Transplantation tolerance related to the susceptibility of conventional T cells to Treg suppression

Transplantation tolerance related to the susceptibility of conventional T cells to Treg suppression

Patients who receive an organ transplant must take strong medications to prevent the immune system from rejecting the organ. Unfortunately, these medications can cause a variety of serious side effects and increase the risk of viral and bacterial infections. Therefore, researchers continue to look for ways to allow the immune system to accept a new organ while maintaining its normal functions.

In a new study published this week in the Proceedings of the National Academy of Sciences, University of Chicago researchers showed that in a model of mice with complete transplant tolerance, immune T cells that would normally attack the transplanted organ are more susceptible to suppression by regulatory T cells because they downregulate the expression of a key transcription factor. The research explains a new mechanism that explains why some animals rejected transplants while others achieved full acceptance, which could represent a potential target for improving transplant survival rates in humans.

The mice used in these experiments received a short-term treatment called costimulation blockade, which allowed them to permanently accept a heart transplant without having to continue taking immunosuppression drugs. Maria Luisa-Alegre, MD, PhD, professor of medicine at UChicago, and Anita Chong, professor of surgery at UChicago, co-senior authors of the new study, wanted to delve deeper into what was going on in these mice to help them tolerate the new organ so well.

If we succeed in achieving transplant tolerance in mice, we want to understand when this happens and how the immune system changes. And if we understand this, we may be able to develop new therapies to achieve transplant tolerance in humans too.”

Maria Luisa-Alegre, MD, PhD, Professor of Medicine, UChicago

T cells help the immune system fight infections and other foreign invaders. They come in many different flavors, including CD4+ T cells, which coordinate the immune response by stimulating other immune cells such as macrophages, B cells, and other types of T cells. There are two additional subgroups among CD4+ T cells; Conventional T cells help other immune cells, while regulatory T cells (commonly known as Tregs) shut down the conventional T cells at the end of an immune response.

Normally, these cells work together to first boost the response to a virus or pathogenic bacteria and then smoothly shut down once the infection has cleared. Unfortunately, these cells also recognize a transplanted organ as a foreign invader and respond in the same way. Therefore, scientists are trying to figure out how to prevent this reaction to a transplant without having to suppress the entire immune system indefinitely.

A few years ago, Alegre and her team collected transplant-specific conventional T cells from mice that accepted heart transplants and sequenced their RNA. This would allow them to see which genes were active and expressed, potentially providing an indication of how the mice were able to tolerate the new organ. They eventually focused on a gene known to play a role in the immune response to cancer tumors: a transcription factor called Satb1. In the cancer response and in the rejection of a transplanted organ, this gene is upregulated or more highly expressed, but in the transplant-tolerant mice it was downregulated, meaning it was expressed less.

“That made sense because what we want to achieve in transplant versus cancer is a mirror image,” Alegre said. “Cancer researchers try to boost the immune system to fight off cancer, but we want to shut down the immune system so the transplants don’t get rejected.”

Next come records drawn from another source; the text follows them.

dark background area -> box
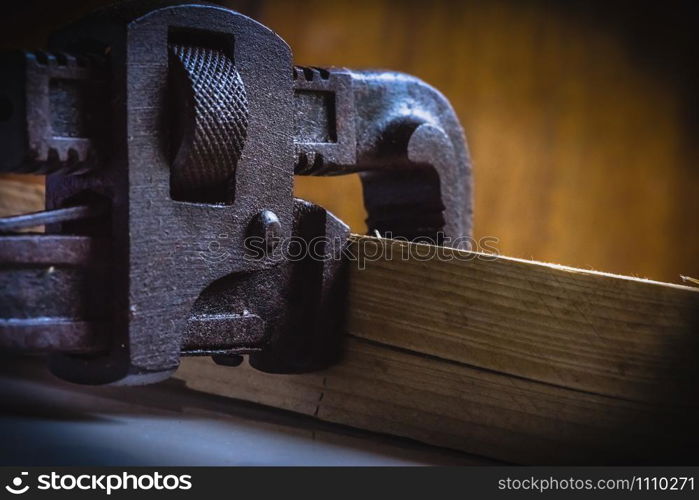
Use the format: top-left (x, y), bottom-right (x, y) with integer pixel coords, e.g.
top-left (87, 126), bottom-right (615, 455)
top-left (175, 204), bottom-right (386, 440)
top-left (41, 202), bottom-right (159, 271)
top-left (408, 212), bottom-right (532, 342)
top-left (1, 0), bottom-right (698, 282)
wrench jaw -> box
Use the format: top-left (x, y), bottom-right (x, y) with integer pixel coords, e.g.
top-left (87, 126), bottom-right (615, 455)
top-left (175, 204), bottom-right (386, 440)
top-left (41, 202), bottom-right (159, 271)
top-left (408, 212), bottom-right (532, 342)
top-left (177, 198), bottom-right (350, 374)
top-left (293, 68), bottom-right (473, 247)
top-left (248, 198), bottom-right (350, 374)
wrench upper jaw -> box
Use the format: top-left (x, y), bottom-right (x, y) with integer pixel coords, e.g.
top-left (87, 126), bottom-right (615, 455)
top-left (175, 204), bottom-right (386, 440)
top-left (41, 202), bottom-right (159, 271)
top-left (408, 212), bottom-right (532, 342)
top-left (293, 68), bottom-right (473, 246)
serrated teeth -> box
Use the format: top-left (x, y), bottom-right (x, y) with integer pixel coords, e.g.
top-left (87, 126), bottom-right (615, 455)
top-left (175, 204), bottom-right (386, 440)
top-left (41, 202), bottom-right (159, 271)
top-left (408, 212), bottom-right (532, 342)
top-left (293, 66), bottom-right (330, 82)
top-left (294, 149), bottom-right (325, 174)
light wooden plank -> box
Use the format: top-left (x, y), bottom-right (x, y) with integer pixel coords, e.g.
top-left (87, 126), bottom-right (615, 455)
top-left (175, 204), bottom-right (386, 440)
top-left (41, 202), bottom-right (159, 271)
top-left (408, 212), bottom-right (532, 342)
top-left (0, 178), bottom-right (44, 217)
top-left (177, 235), bottom-right (699, 464)
top-left (346, 236), bottom-right (699, 404)
top-left (179, 338), bottom-right (696, 464)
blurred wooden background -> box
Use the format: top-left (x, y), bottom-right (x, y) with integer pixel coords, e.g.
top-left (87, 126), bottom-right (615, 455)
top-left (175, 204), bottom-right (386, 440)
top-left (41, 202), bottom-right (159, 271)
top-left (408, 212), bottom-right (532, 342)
top-left (1, 0), bottom-right (697, 283)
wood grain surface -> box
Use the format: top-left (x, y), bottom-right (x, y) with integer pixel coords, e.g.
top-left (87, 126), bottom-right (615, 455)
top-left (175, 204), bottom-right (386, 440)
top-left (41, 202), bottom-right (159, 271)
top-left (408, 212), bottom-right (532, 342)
top-left (0, 177), bottom-right (44, 217)
top-left (179, 338), bottom-right (695, 464)
top-left (177, 235), bottom-right (699, 464)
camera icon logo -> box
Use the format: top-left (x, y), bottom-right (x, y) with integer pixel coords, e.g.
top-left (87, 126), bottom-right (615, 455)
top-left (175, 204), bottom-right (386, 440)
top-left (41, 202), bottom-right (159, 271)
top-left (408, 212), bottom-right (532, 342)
top-left (5, 472), bottom-right (29, 495)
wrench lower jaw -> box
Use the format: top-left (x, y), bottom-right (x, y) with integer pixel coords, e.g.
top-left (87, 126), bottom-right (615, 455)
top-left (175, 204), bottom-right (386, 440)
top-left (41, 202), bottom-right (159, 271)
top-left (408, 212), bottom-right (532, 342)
top-left (0, 198), bottom-right (351, 381)
top-left (248, 198), bottom-right (350, 374)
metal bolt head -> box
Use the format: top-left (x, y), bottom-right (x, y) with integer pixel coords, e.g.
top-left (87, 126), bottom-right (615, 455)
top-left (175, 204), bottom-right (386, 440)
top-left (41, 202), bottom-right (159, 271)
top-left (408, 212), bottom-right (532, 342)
top-left (246, 209), bottom-right (281, 256)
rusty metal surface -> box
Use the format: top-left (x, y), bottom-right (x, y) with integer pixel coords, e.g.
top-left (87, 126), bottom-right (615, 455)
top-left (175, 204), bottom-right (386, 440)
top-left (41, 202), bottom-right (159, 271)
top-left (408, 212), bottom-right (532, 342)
top-left (294, 67), bottom-right (472, 244)
top-left (0, 50), bottom-right (107, 175)
top-left (0, 204), bottom-right (104, 232)
top-left (0, 234), bottom-right (107, 265)
top-left (169, 42), bottom-right (249, 203)
top-left (0, 0), bottom-right (473, 385)
top-left (0, 234), bottom-right (110, 355)
top-left (0, 320), bottom-right (108, 354)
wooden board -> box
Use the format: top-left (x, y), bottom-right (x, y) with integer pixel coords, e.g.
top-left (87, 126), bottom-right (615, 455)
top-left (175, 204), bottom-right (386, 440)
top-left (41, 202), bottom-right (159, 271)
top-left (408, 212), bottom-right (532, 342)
top-left (345, 237), bottom-right (699, 403)
top-left (177, 235), bottom-right (699, 464)
top-left (0, 177), bottom-right (44, 218)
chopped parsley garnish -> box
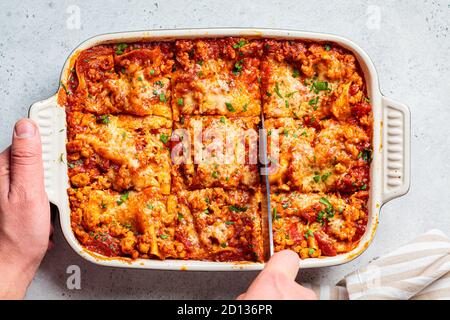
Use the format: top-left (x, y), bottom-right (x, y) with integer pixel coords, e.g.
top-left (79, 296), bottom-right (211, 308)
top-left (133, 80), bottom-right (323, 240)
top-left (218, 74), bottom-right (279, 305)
top-left (308, 248), bottom-right (316, 255)
top-left (147, 204), bottom-right (154, 209)
top-left (282, 202), bottom-right (289, 209)
top-left (229, 205), bottom-right (248, 212)
top-left (358, 148), bottom-right (372, 162)
top-left (154, 80), bottom-right (164, 87)
top-left (115, 43), bottom-right (128, 55)
top-left (61, 82), bottom-right (71, 95)
top-left (233, 40), bottom-right (246, 49)
top-left (313, 174), bottom-right (321, 183)
top-left (197, 60), bottom-right (203, 66)
top-left (274, 82), bottom-right (283, 98)
top-left (308, 96), bottom-right (320, 110)
top-left (160, 234), bottom-right (169, 239)
top-left (232, 60), bottom-right (244, 75)
top-left (273, 207), bottom-right (279, 220)
top-left (311, 81), bottom-right (331, 94)
top-left (137, 76), bottom-right (143, 81)
top-left (319, 197), bottom-right (333, 209)
top-left (150, 69), bottom-right (155, 75)
top-left (99, 114), bottom-right (110, 124)
top-left (178, 213), bottom-right (184, 221)
top-left (225, 221), bottom-right (235, 225)
top-left (220, 243), bottom-right (228, 248)
top-left (160, 134), bottom-right (169, 144)
top-left (361, 184), bottom-right (367, 190)
top-left (324, 44), bottom-right (331, 51)
top-left (220, 116), bottom-right (226, 123)
top-left (212, 171), bottom-right (219, 179)
top-left (177, 98), bottom-right (184, 106)
top-left (304, 229), bottom-right (314, 239)
top-left (117, 192), bottom-right (129, 205)
top-left (292, 69), bottom-right (300, 78)
top-left (322, 172), bottom-right (332, 181)
top-left (203, 208), bottom-right (210, 215)
top-left (225, 102), bottom-right (235, 112)
top-left (159, 93), bottom-right (167, 102)
top-left (242, 103), bottom-right (248, 112)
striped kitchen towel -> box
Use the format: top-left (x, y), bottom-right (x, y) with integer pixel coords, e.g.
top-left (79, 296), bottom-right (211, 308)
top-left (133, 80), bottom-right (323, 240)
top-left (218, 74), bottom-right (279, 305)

They initially thought that the downregulated Satb1 would impair the function of conventional T cells, which explains why these mice accepted the transplants, but it turned out it wasn't that simple. They tested another group of mice in which Satb1 was knocked out in conventional T cells, rendering it non-functional, and hoped that this would enable these mice to accept transplants. But they also rejected new organs, just like mice with intact Satb1. However, when the researchers added a small number of Tregs, the mice accepted the organ. This suggested that although the conventional T cells functioned properly in both cases, the lack of Satb1 made them more susceptible to being knocked out by Tregs.

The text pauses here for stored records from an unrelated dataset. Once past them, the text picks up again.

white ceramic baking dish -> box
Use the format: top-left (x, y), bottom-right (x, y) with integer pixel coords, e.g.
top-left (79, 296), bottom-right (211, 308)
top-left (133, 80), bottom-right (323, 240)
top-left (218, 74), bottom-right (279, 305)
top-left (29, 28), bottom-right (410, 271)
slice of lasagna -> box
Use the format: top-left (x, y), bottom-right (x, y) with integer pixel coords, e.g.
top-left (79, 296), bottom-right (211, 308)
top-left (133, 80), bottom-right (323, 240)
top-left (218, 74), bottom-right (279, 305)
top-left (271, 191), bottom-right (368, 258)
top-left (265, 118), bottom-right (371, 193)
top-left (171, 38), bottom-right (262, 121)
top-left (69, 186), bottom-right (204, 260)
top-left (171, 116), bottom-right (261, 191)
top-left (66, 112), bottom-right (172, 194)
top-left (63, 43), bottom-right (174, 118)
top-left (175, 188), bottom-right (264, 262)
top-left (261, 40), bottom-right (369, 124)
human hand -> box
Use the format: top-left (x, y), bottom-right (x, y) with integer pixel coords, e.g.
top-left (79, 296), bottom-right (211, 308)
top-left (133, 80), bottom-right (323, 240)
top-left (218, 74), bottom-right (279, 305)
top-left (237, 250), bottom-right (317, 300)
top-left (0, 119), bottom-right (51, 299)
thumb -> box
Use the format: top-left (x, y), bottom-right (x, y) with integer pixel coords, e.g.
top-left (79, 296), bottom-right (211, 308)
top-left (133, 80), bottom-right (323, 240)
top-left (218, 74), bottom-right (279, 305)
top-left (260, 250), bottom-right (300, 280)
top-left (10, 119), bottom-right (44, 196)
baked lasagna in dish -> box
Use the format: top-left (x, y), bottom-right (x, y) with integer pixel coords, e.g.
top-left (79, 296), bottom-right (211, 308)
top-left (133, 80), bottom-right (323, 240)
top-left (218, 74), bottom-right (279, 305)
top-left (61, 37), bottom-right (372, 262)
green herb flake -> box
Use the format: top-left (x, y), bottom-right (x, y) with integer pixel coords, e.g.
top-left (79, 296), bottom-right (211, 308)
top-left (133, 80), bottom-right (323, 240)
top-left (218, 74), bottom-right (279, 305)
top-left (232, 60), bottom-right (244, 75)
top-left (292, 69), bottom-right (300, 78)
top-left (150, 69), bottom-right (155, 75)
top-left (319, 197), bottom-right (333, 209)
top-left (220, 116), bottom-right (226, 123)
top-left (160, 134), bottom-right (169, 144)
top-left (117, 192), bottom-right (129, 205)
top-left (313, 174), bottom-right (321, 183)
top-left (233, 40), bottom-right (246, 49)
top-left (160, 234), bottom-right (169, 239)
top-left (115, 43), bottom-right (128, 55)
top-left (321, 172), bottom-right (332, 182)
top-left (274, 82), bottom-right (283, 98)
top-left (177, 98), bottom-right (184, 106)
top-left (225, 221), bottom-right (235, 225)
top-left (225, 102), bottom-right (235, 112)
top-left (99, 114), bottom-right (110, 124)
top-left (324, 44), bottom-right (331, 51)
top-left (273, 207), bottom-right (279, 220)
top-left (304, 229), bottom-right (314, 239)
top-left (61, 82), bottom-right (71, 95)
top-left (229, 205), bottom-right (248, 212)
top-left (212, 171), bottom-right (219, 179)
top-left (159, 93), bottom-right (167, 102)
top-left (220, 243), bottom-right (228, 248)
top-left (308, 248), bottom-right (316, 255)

Alegre said this finding is still a long way from being translated into new treatments for humans, but it gives them insight into exactly what transplant tolerance looks like at the immune cell level. Perhaps one day this could be incorporated into a new, more precise immunosuppression regimen.

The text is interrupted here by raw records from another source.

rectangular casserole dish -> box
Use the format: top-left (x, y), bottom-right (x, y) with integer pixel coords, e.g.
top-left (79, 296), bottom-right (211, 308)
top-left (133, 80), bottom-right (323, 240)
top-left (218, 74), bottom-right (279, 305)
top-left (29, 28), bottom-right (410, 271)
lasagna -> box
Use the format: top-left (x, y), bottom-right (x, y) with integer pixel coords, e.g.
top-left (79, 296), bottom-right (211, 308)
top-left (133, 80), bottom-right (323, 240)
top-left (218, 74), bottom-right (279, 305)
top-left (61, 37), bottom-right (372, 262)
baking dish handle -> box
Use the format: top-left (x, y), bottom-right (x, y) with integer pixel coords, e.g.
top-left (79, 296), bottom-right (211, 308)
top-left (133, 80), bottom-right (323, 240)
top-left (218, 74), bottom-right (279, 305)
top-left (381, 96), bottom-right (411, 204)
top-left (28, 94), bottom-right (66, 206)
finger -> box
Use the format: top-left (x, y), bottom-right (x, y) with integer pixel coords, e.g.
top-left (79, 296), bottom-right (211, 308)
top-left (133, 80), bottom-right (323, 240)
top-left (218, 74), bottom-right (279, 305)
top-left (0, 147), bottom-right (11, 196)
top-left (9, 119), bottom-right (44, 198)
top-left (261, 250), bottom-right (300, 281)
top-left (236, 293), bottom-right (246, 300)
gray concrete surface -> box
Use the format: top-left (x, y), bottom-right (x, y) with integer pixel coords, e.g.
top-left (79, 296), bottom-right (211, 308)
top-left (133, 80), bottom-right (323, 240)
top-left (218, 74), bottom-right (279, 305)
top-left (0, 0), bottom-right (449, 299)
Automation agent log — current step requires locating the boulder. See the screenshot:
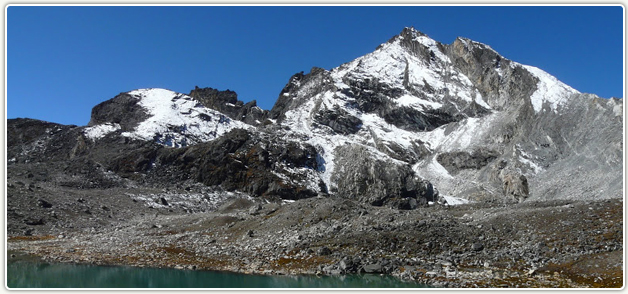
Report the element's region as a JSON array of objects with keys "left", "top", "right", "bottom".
[
  {"left": 362, "top": 263, "right": 383, "bottom": 273},
  {"left": 317, "top": 246, "right": 332, "bottom": 256}
]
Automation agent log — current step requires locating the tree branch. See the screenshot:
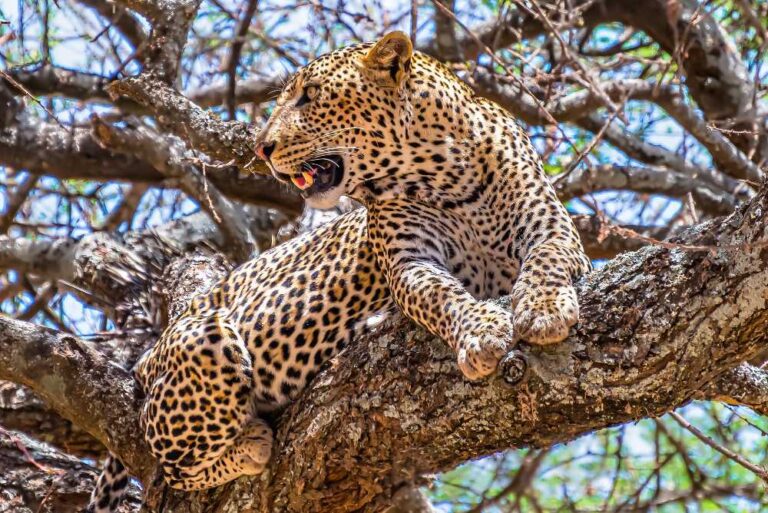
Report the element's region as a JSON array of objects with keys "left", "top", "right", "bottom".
[
  {"left": 0, "top": 116, "right": 302, "bottom": 214},
  {"left": 110, "top": 0, "right": 202, "bottom": 81},
  {"left": 570, "top": 215, "right": 673, "bottom": 260},
  {"left": 702, "top": 364, "right": 768, "bottom": 417},
  {"left": 90, "top": 118, "right": 259, "bottom": 262},
  {"left": 188, "top": 77, "right": 280, "bottom": 109},
  {"left": 75, "top": 0, "right": 148, "bottom": 51},
  {"left": 106, "top": 76, "right": 268, "bottom": 171},
  {"left": 1, "top": 64, "right": 142, "bottom": 111},
  {"left": 0, "top": 428, "right": 140, "bottom": 513},
  {"left": 555, "top": 164, "right": 731, "bottom": 204},
  {"left": 0, "top": 317, "right": 154, "bottom": 481},
  {"left": 2, "top": 180, "right": 766, "bottom": 511}
]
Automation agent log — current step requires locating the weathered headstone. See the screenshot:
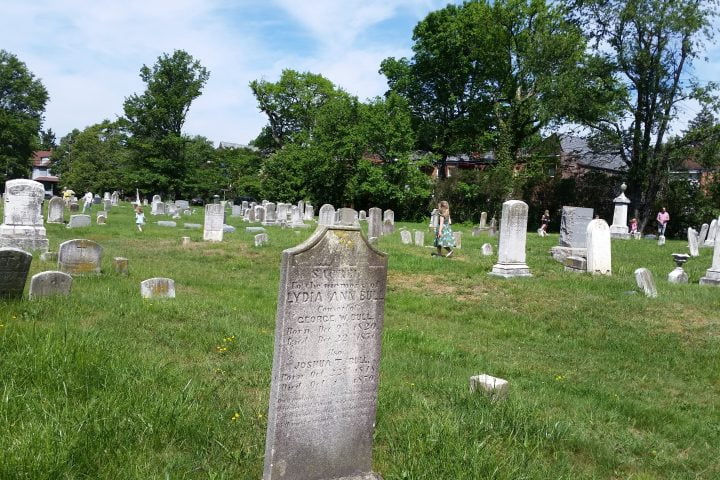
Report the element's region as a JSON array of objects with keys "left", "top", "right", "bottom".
[
  {"left": 586, "top": 219, "right": 612, "bottom": 275},
  {"left": 634, "top": 268, "right": 657, "bottom": 297},
  {"left": 563, "top": 255, "right": 586, "bottom": 273},
  {"left": 263, "top": 203, "right": 277, "bottom": 225},
  {"left": 96, "top": 212, "right": 107, "bottom": 225},
  {"left": 658, "top": 235, "right": 666, "bottom": 246},
  {"left": 111, "top": 191, "right": 119, "bottom": 206},
  {"left": 478, "top": 211, "right": 488, "bottom": 230},
  {"left": 304, "top": 204, "right": 314, "bottom": 221},
  {"left": 69, "top": 201, "right": 79, "bottom": 212},
  {"left": 400, "top": 229, "right": 412, "bottom": 244},
  {"left": 263, "top": 219, "right": 387, "bottom": 480},
  {"left": 688, "top": 227, "right": 700, "bottom": 257},
  {"left": 255, "top": 233, "right": 269, "bottom": 247},
  {"left": 319, "top": 204, "right": 335, "bottom": 226},
  {"left": 29, "top": 271, "right": 72, "bottom": 299},
  {"left": 429, "top": 209, "right": 440, "bottom": 232},
  {"left": 488, "top": 217, "right": 497, "bottom": 237},
  {"left": 414, "top": 230, "right": 424, "bottom": 247},
  {"left": 203, "top": 204, "right": 224, "bottom": 242},
  {"left": 66, "top": 215, "right": 91, "bottom": 229},
  {"left": 40, "top": 251, "right": 57, "bottom": 262},
  {"left": 704, "top": 219, "right": 718, "bottom": 247},
  {"left": 183, "top": 223, "right": 201, "bottom": 229},
  {"left": 175, "top": 200, "right": 190, "bottom": 209},
  {"left": 609, "top": 183, "right": 631, "bottom": 239},
  {"left": 452, "top": 231, "right": 462, "bottom": 249},
  {"left": 368, "top": 207, "right": 382, "bottom": 240},
  {"left": 481, "top": 243, "right": 493, "bottom": 256},
  {"left": 337, "top": 208, "right": 359, "bottom": 227},
  {"left": 151, "top": 201, "right": 165, "bottom": 215},
  {"left": 255, "top": 205, "right": 266, "bottom": 224},
  {"left": 698, "top": 223, "right": 710, "bottom": 245},
  {"left": 157, "top": 221, "right": 177, "bottom": 227},
  {"left": 700, "top": 233, "right": 720, "bottom": 286},
  {"left": 382, "top": 209, "right": 395, "bottom": 234},
  {"left": 0, "top": 179, "right": 49, "bottom": 252},
  {"left": 140, "top": 278, "right": 175, "bottom": 298},
  {"left": 114, "top": 257, "right": 129, "bottom": 275},
  {"left": 223, "top": 225, "right": 236, "bottom": 233},
  {"left": 0, "top": 247, "right": 32, "bottom": 299},
  {"left": 246, "top": 226, "right": 266, "bottom": 233},
  {"left": 559, "top": 206, "right": 594, "bottom": 248},
  {"left": 277, "top": 203, "right": 289, "bottom": 223},
  {"left": 47, "top": 197, "right": 65, "bottom": 224},
  {"left": 58, "top": 239, "right": 103, "bottom": 276},
  {"left": 359, "top": 210, "right": 367, "bottom": 221},
  {"left": 490, "top": 200, "right": 532, "bottom": 278},
  {"left": 181, "top": 236, "right": 191, "bottom": 247},
  {"left": 152, "top": 195, "right": 161, "bottom": 203}
]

"It reveals two things. One thing was not known, which is that a transcription factor increases or decreases the susceptibility of conventional T cells to suppression by Tregs," she said. “And second, it reveals another component of transplant tolerance that we may be able to exploit to make transplant tolerance more robust.”

Source:

University of Chicago

Reference:

Gupta, PK, et al. (2022) Reduced Satb1 expression predisposes conventional CD4+ T cells to Treg suppression and promotes graft survival. PNAS. doi.org/10.1073/pnas.2205062119.